11. Cross-Platform Awareness

    11. Your team is debating adding React Native or Flutter for a new feature. What questions do you ask and what factors drive the decision?

    How to answer: Questions to ask: What's the team's existing skill set? Does the feature need deep platform API access (Bluetooth, camera background processing, NFC)? What are the performance requirements (60fps animations, large lists)? What's the maintenance horizon? Arguments for: faster iteration if team knows JS/Dart, single codebase, good for CRUD forms and content screens. Arguments against: native feel in animations/gestures is harder, bridging native APIs adds complexity and lag, debugging across the JS/native boundary is painful, hiring a specialist is harder. Conclude that hybrid works well for greenfield content features, poorly for performance-critical or device-API-heavy features.

    What they look for: Intellectual honesty about trade-offs rather than advocacy for one side. Interviewers want to see that you evaluate based on constraints (team, feature, timeline) rather than technology preference, and that you understand where cross-platform frameworks leak abstraction.

12. Behavioral

    12. Tell me about a time you found and fixed a bug that was hard to reproduce. How did you track it down?

    How to answer: Use STAR: Situation (what feature, what symptoms — e.g., crash only in production, only on specific devices/OS versions), Task (your responsibility to investigate), Action (how you narrowed it — crash logs via Firebase Crashlytics, adding structured logging, building a reproduction harness, bisecting recent commits, using a device lab or specific emulator config), Result (fix shipped, monitoring confirmed reduction). Be specific about the debugging tools and reasoning steps, not just 'I searched StackOverflow.'

    What they look for: Real debugging methodology and ownership.
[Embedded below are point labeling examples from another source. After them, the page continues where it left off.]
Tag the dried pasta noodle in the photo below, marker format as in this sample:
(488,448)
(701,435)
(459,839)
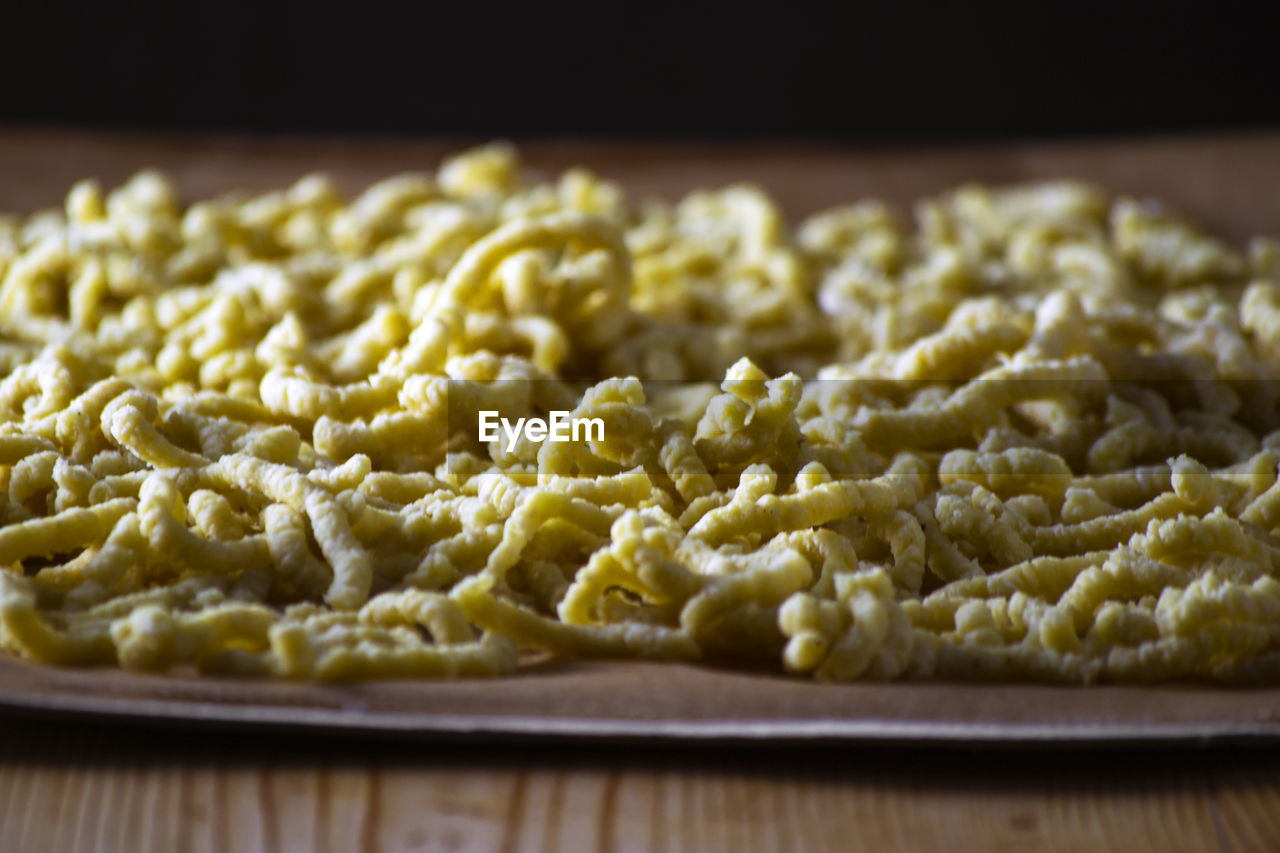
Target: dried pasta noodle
(1033,437)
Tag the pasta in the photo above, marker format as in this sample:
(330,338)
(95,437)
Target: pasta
(1034,437)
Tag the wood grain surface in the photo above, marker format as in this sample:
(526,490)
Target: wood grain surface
(68,784)
(74,787)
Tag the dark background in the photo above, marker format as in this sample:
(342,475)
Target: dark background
(887,71)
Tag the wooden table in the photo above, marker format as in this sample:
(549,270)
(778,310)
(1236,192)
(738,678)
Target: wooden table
(74,784)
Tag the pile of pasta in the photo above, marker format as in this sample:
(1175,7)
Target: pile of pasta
(1034,436)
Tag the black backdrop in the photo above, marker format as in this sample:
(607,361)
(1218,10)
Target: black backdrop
(890,71)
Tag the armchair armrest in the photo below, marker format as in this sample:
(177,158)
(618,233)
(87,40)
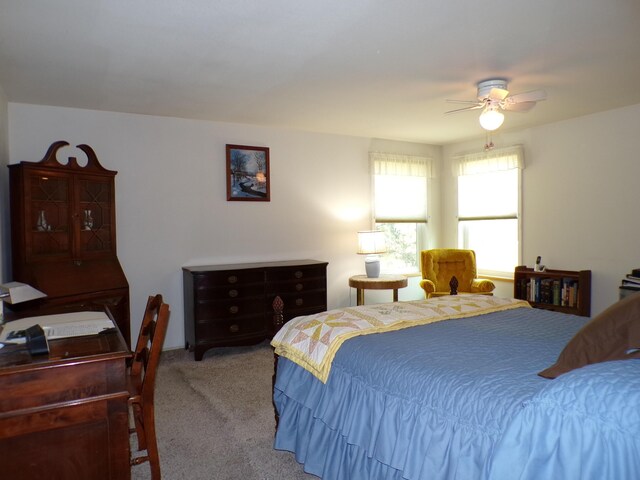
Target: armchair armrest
(428,286)
(479,285)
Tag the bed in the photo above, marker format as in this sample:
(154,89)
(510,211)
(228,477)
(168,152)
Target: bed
(458,397)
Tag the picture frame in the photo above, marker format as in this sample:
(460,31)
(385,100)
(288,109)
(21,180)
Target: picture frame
(248,174)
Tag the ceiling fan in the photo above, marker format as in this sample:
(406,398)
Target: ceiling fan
(493,97)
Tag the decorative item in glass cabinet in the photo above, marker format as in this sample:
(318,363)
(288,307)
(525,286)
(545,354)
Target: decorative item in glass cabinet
(87,223)
(41,223)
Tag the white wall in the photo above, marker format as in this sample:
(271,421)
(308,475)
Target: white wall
(171,195)
(5,239)
(580,196)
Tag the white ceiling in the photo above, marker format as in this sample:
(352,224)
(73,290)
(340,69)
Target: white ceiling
(375,68)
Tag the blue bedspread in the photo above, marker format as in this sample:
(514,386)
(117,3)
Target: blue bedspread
(459,399)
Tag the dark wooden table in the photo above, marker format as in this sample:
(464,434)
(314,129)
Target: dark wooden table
(64,415)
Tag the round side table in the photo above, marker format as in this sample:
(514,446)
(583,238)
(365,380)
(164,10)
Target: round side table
(383,282)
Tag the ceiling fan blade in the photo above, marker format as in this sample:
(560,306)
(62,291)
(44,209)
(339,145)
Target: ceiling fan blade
(468,102)
(518,107)
(473,107)
(533,96)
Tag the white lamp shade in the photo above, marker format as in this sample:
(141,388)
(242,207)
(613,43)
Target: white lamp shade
(17,292)
(371,242)
(491,119)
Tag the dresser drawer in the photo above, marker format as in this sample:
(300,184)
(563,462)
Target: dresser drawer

Interviewers distinguish candidates who've debugged real production issues from those who've only written tutorial code. Specificity about tools (Crashlytics, logcat, lldb, Instruments) and the deductive process is what makes the answer credible.

Study tips

• Profile before you optimize: pick one app you've shipped (or any open-source app) and run it through Android Studio Profiler or Xcode Instruments until you can read a flame graph and identify the actual bottleneck — interviewers will ask how you've diagnosed performance issues and 'I used a profiler' without details isn't enough.
• Know your reactive/async primitive cold: whether it's Kotlin Coroutines + Flow, RxJava, Swift async/await, or Combine — be able to explain its error handling, cancellation, and threading model without pausing. Interview questions about lifecycle bugs are almost always secretly questions about async code holding references longer than expected.
• Build one small feature end-to-end with offline support: implement an offline-capable list (local DB write, background sync, conflict handling). You'll understand the hard parts — queue durability, UI state for pending items — that interviewers probe in design questions but that are invisible until you've implemented them.
• For behavioral questions, prepare three substantial 'I owned it' stories from your shipped work — one debugging a production issue, one where you disagreed with a technical decision and how you resolved it, one where you improved code quality proactively. Mid-level behavioral bars are about demonstrated ownership, not leadership of people.
• Review the platform's memory ownership model specifically: for iOS, understand ARC, strong/weak/unowned, and why closures create cycles; for Android, understand the GC roots, why non-static inner classes leak, and how WeakReference is and isn't a solution. Leak questions come up at mid-level far more often than at junior or staff.